Steffel’s research “Double Standards in the Use of Enhancing Products by Self and Others” will be published in the August issue of the Journal of Consumer Research. The research of Steffel and lead author Elanor Williams, a postdoctoral scholar of marketing at the Rady School of Management at the University of California San Diego, is featured in a Time magazine article.
The two researchers found that when people consider themselves or another person’s use of a variety of product enhancements, they are more likely to judge others more harshly.
Through six experiments, researchers asked people to consider him or herself or another person using a variety of products: energy-boosting supplements, attention-enhancing drugs and anxiety-reducing interventions. In all cases, people were more likely to interpret the products as adding abilities that did not already exist when others used them than when they did.
“This has important consequences for how people believe enhancing products ought to be used and regulated,” Steffel says.

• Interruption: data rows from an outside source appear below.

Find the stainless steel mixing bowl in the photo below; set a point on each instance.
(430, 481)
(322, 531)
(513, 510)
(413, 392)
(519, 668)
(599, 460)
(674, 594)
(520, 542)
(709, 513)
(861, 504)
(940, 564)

Steffel says the research revealed that people think they are more deserving of good outcomes, feel less obligated to disclose product usage, and consider policies prohibiting the use of enhancement products to be fair for others but not themselves.
The research suggests, Steffel says, that to make ability-boosting products more acceptable, marketers should make these types of products seem less out of the ordinary, describe these products as revealing true abilities instead of embellished ones, and encourage consumers to consider themselves rather than others using them.